Auf die Frage, wie die Variante B.1.617 anhand der bisherigen Informationen und dem Preprint einzuschätzen sei:
„Die Ausbreitung der B.1.617-Variante ist vor allem aufgrund der hohen Inzidenzen und der Überlastung des indischen Gesundheitssystems besorgniserregend. Es bleibt abzuwarten, ob die Variante einen ähnlichen Vorteil in der Verbreitung hat, wie die B.1.1.7-Variante. Die Mutationen im Spikeprotein scheinen keine deutliche Abschwächung der Antikörperneutralisation zu verursachen, so dass ich nicht erwarte, dass der Impfschutz durch diese Virusvariante gefährdet ist.“
„Einige Mutationen liegen an den gleichen Positionen wie in B.1.1.7 beziehungsweise in B.1.351 und P1. Allerdings sind die Veränderungen in den Aminosäuren, also den Bausteinen des Spikeproteins, nicht identisch. Das könnte auch erklären, warum die Antikörperneutralisation nicht so stark reduziert ist, wie bei B.1.351.“
Auf die Frage, wie Journalist*innen zum jetzigen Zeitpunkt über die vorläufigen Ergebnisse berichten sollten:
„Ich denke, dass aktuell ein Hauptfokus darauf liegen sollte, auf die alarmierende humanitäre Lage in Indien aufmerksam zu machen und auf die generelle Notwendigkeit einer konsequenten Surveillance (Überwachung der zirkulierenden Virusvarianten; Anm. d. Red.) in Deutschland hinzuweisen. Ein Grund zur Sorge, dass die Impfungen durch diese Virusvariante ihre Wirksamkeit verlieren, besteht aktuell nicht.

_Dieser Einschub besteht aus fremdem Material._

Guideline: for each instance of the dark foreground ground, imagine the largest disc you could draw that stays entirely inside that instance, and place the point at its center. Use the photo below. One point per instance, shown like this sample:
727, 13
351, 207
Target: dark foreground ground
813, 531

Wenn es sich bestätigt, sind die Daten aus dieser Veröffentlichung äußerst ermutigend. Sie deuten darauf hin, dass es keine Immunflucht gibt. Die Variante B.1.617 wird von Antikörpern neutralisiert, die bei Personen vorhanden sind, die nach Infektionen mit dem ursprünglichen Virus und in Europa zirkulierenden Varianten genesen sind oder von den Antikörpern, die durch COVID-19-Impfstoffe stimuliert werden. Es bleibt zu prüfen, ob diese Variante eine erhöhte Infektiösität und/oder eine erhöhte Virulenz beziehungsweise ein erhöhtes krankheitserregendes Potenzial aufweist. Es ist auch wichtig zu berücksichtigen, dass die Situation in Indien nicht direkt auf Europa übertragen werden kann, da es kritische Unterschiede in den demografischen und Umweltparametern gibt, die sich auf Schlüsselindikatoren auswirken können.